Jonathan Edwards, via Wikimedia Commons
Jonathan Edwards, via Wikimedia Commons

Edwards thus reaches what seems like an obvious conclusion: God is better than anything there is, and so God must be valued by everything there is. But this conclusion is more radical when we remember the context of this thought experiment. Edwards is asking why God should create anything in the first place. His purpose is to show the necessity of creation without suggesting that God is “needy.” Edwards does this by reasoning that it is not enough for the Good itself – that “than which nothing greater can be conceived” – to be known only by itself, for we can conceive of a still greater being which is known to itself and makes itself known to others.[6] Without a creation, God’s greatness could not be acknowledged, which is unthinkable! Thus it is inherent in the very idea of God for God’s existence and excellence to be acknowledged both within and beyond the divine being. Edwards writes, “It seems a thing in itself fit, proper and desirable that the glorious attributes of God…should be exerted in the production of such effects as might manifest the infinite power, wisdom, righteousness, goodness, etc., which are in God. If the world had not been created, these attributes never would have had any exercise.”[7] Creation is necessary. God had no choice but to create, but this absence of choice is not a restriction placed upon God from the outside because it flows from God’s own goodness. When we humans need something, it is because we lack something. But when God needs something, it is because God has so much of it. As Amy Plantinga Pauw says, “The perfect fullness in God distinguishes God from everything creaturely, but it is this very fullness that enables God to overflow in gifts to us.”[8] It seems that Edwards had anticipated the insight that Solovyov would make over a hundred years later: transcendence is the ground of immanence; the infinite must contain its opposite.
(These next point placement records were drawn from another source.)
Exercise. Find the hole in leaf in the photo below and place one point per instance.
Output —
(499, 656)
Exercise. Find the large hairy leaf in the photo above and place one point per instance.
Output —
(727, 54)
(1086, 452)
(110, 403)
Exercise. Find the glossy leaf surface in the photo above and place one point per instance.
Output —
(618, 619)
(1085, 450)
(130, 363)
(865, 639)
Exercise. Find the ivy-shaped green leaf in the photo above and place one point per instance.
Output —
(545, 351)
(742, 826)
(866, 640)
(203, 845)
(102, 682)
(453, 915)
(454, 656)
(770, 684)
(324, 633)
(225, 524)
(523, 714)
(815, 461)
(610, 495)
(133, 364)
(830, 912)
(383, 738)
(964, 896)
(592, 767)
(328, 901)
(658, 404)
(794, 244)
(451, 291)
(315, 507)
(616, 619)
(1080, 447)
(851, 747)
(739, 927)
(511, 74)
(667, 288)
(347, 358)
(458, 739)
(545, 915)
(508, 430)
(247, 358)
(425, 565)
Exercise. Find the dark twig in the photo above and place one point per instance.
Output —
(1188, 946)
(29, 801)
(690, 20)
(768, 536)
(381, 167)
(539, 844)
God’s greatness is what compels God to go out into the not-God. The divine nature is the eternal transgression of God’s own borders. This is the antinomy of the infinite (to use Bulgakov’s language), that it cannot be contained, not even by itself.

 

[1] Jonathan Edwards, “Freedom of the Will,” in Works of Jonathan Edwards Online, ed. Paul Ramsey, vol. 1 (Jonathan Edwards Center at Yale University, 2008), esp. 345ff.

[2] Ibid., 163–64.

[3] Ibid., 376.

[4]Edwards, “End of Creation,” 450.

[5] Ibid., 423–24. Emphasis original.

[6] Anselm, “Proslogium,” in Proslogiusm; Monologium; An Appendix in Behalf of the Fool by Gaunilon; and Cur Deus Homo (La Salle, IL: Open Court, 1954), II.

[7] Edwards, “End of Creation,” 429.

[8] Amy Plantinga Pauw, “The Supreme Harmony of All”: The Trinitarian Theology of Jonathan Edwards (Grand Rapids, Mich: W.B. Eerdmans, 2002), 85.